深い深い闇の更に深い所にその集会場はあった。
明かりは黄色の光がぼんやりついているだけで、
周りには仮面を被った身なりのいい老若男女が数十人ほど談話をしている。

人だかりの真ん中に髭を濃く生やした男が愉快そうに笑っている。
髭が特徴的なその男は王子に気に入られたということで
周りの貴族は一目置いていた。

「いいなぁ…どうやってあの王子に近づいた?」
「ちょっとばかし褒め称えてやっただけさ。
 それだけでコロッとなつきやがった。正直チョロすぎて拍子抜けだ」

王子に気に入られるということは人生勝ったも同然だ。
娘を結婚させるもよし、あんなに幼ければ洗脳して裏から政治を操ることも容易だ。

「心配しなくとも、あのガキが成長した暁には
お前らにたんまり宝石でも名声でも何でも与えてやるよ!」
「おいおいガキじゃなくて王子様、だろ?仮にもこれから俺達の金づるになるんだからよ」
「違いねえ!あっはははは!」

貴族とは思えない下卑た笑いがあちこちに響きわたる。
その時ー

「残念ながらそうはいきませんね。

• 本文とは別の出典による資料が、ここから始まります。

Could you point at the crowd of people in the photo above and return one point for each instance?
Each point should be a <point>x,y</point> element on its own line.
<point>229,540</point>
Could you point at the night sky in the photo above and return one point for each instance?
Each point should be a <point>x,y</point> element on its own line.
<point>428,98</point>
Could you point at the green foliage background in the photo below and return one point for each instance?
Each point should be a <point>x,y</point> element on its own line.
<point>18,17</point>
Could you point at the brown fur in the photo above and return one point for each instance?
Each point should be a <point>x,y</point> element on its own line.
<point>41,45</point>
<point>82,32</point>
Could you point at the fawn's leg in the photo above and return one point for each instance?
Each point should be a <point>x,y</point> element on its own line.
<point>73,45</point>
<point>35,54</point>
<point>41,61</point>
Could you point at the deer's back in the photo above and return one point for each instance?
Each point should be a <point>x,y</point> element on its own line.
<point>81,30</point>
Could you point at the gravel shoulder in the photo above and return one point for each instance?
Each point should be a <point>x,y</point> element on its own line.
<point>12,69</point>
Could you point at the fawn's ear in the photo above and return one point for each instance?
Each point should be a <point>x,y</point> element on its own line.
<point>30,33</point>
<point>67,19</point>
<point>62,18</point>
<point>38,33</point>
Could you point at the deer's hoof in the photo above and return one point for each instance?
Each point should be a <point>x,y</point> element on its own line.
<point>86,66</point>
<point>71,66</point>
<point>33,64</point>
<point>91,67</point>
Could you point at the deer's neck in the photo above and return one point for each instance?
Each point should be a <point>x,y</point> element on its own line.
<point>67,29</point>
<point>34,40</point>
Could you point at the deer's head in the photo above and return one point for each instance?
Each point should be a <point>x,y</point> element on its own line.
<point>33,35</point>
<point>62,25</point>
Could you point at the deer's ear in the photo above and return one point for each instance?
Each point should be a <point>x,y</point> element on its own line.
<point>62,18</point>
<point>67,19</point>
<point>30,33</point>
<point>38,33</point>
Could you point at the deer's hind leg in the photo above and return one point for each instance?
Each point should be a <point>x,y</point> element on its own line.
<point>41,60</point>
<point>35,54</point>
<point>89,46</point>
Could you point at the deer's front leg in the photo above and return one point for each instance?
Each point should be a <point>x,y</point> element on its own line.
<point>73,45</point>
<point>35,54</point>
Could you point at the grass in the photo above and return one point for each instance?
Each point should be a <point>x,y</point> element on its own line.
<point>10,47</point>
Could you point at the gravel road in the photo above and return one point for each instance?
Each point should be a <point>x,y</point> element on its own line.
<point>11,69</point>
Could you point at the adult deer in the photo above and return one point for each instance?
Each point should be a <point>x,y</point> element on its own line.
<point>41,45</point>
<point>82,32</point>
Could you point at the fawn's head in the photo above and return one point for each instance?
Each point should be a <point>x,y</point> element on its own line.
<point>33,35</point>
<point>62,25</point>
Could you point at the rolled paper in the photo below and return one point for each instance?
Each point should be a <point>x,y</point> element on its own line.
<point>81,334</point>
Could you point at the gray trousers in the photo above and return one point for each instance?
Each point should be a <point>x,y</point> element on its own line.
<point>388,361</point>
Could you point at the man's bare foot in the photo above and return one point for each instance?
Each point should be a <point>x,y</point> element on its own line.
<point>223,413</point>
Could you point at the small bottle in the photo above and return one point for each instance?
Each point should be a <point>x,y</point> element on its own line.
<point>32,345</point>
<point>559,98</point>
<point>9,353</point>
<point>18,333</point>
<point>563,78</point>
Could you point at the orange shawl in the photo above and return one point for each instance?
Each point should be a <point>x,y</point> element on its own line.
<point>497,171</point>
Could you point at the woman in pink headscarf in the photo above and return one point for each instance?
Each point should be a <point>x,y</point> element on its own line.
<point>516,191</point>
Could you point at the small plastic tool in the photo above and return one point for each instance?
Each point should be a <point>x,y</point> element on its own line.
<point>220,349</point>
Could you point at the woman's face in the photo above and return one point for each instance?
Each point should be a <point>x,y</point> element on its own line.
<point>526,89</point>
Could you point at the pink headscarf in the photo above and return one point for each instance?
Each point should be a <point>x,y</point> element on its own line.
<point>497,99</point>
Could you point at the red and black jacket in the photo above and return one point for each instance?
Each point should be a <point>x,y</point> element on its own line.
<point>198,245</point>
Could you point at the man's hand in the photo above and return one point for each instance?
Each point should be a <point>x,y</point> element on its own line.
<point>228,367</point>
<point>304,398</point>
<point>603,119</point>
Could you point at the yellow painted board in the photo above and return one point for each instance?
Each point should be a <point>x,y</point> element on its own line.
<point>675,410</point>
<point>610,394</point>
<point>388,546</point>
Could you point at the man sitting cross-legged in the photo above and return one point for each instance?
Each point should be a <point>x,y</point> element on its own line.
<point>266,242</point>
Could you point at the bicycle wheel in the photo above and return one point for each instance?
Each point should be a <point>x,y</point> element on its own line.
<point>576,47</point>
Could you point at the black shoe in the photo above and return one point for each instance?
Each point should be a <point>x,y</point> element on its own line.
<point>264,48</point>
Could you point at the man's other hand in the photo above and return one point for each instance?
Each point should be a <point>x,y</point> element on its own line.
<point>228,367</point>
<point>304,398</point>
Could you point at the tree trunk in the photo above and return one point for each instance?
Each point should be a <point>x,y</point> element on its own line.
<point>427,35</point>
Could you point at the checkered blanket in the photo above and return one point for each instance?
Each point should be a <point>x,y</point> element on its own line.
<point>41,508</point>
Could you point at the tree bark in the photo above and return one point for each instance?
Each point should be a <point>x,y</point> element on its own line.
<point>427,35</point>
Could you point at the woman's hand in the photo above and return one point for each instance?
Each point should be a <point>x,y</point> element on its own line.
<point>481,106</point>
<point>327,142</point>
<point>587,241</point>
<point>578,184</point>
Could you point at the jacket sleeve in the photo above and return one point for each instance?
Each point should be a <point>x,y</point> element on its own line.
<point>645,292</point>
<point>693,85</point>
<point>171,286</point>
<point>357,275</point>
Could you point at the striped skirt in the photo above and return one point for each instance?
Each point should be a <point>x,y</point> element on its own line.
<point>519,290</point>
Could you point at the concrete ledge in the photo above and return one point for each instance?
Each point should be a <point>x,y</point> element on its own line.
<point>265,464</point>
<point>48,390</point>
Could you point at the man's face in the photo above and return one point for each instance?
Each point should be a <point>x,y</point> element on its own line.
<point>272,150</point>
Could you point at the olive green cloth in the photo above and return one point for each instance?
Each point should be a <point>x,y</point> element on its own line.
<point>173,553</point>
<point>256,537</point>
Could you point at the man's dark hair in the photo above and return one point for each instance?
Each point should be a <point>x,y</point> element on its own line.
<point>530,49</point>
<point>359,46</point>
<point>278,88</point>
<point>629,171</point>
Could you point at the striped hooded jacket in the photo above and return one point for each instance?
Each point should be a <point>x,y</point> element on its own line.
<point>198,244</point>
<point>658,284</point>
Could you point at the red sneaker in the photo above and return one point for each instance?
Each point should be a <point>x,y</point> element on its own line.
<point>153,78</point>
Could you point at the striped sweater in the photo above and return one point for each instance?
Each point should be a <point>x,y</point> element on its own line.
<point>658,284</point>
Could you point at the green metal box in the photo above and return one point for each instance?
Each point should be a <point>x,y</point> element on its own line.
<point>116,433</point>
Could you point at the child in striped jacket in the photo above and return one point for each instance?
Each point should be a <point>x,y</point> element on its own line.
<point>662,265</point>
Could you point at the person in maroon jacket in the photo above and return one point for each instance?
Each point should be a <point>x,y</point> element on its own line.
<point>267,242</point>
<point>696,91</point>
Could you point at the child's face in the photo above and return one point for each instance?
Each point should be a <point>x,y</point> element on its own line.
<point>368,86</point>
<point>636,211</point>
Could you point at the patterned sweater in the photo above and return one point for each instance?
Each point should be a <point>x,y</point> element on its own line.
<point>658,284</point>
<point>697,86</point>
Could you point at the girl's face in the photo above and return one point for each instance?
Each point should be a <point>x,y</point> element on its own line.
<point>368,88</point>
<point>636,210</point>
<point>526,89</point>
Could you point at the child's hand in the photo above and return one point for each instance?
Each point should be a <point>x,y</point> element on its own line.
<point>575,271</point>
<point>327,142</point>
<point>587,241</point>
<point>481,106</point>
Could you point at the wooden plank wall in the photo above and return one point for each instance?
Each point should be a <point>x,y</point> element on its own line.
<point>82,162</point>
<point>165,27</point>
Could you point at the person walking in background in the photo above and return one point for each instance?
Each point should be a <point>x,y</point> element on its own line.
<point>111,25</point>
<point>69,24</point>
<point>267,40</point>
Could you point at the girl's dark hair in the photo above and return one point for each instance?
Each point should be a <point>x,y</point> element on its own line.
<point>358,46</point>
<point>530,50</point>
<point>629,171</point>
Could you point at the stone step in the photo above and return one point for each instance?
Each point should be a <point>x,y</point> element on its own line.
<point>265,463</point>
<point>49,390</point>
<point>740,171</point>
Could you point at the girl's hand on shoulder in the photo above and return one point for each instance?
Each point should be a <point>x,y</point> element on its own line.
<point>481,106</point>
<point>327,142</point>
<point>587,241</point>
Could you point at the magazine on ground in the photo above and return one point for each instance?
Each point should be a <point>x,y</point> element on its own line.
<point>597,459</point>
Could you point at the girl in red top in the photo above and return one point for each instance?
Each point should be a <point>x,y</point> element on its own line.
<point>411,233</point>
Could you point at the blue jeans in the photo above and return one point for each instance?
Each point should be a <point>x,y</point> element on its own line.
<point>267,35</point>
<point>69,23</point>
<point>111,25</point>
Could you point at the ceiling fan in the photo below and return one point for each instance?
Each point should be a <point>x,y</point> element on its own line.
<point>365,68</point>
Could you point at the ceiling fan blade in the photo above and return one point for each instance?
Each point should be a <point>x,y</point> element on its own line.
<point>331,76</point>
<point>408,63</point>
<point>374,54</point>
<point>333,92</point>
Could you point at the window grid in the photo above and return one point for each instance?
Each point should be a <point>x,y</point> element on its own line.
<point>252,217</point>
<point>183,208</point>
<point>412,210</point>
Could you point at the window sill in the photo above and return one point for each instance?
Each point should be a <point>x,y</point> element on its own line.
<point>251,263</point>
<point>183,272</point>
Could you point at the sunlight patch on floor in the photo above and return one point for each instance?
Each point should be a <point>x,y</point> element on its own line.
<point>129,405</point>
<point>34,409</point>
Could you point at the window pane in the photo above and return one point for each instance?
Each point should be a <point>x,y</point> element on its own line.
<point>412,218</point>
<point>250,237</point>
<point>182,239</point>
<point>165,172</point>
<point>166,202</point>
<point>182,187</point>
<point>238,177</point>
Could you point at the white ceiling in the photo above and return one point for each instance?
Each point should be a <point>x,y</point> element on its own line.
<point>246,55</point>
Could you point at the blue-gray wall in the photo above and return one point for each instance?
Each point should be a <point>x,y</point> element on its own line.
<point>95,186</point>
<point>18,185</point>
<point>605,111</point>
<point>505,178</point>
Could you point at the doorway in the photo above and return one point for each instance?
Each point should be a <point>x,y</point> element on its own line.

私の大事な王子なので」

確固とした意思を感じるはっきりとした声は
笑い声を沈ませるのには十分だった。
その声の先には黒い鎧を纏った数名の騎士。先頭には王子に仕えるオトモがそびえたっていた。

この事態に貴族達は当然焦った。
下手をすれば明日から路頭迷いの貧乏人と成り果てる。

必死にこの事情を言い訳し媚びる者、
たかが相手は数人と剣を構える者、

見事に二つに別れた貴族の塊は一気に喧騒に包まれる。
しかしオトモはある方向をただ黙って見据えていた。

視線の先にはいつも王子と遊んでもらっていた髭の男。

「ちょ、ちょっと待って下さいオトモさん!
 私は王子から決して金を巻き上げようとした訳では…」
「言い訳無用です。貴方、裏でかなり顔を利かせてるそうじゃありませんか。
 大方、裏で活動しているうちにお金が足りなくなり、そして王子に接近したと」

オトモの小さな目には怒りでも悲しみでもなく、ただ無を見る目付きだった。
まるでこうなることが当然だったかのように。

「おい待てよ!俺はあの我が儘なガキにわざわざ付き合ってあげたんだぜ!?
 恩を仇で返すのかよっっ!!」

興奮のあまり髭の男は本性が現れ、汚い言葉が飛ぶ。
対するオトモは冷静だった。

「ええ。王子のお世話をしてくれたことには感謝しています。本当に。ですが…」

次の瞬間、髭の男は目を見開いた。
どす黒い液体が床にこぼれ落ちる。
それはワインか、血か。

オトモが剣を引くとあつという間もなく髭の男は前に倒れる。

「それとこれとは話が別です」

上から冷ややかな声で発する。

油断していた訳ではなかった。
本当に一瞬のうちに髭の男に迫り、体をひとつきしたのだ。

これを皮切りに貴族達はパニックとなる。
後ろの黒い騎士達も加わり、あっという間もなく剣と剣が飛び交う乱闘となった。

王子に仕える身のオトモの剣術はずば抜けていた。
選りすぐりの騎士達も負けてはいない。
聞きかじりの貴族達の剣は全く歯が立たず、部屋が静かになるまで時間は掛からなかった。

ーーーーー

「オトモよ」
「何ですか?王子」

この間まで王子はプリンプでオトモと逃走劇を繰り広げていた。
今はさかなの姿だが、大事な王子に変わりはないとオトモは王子を城に連れ戻そうとする。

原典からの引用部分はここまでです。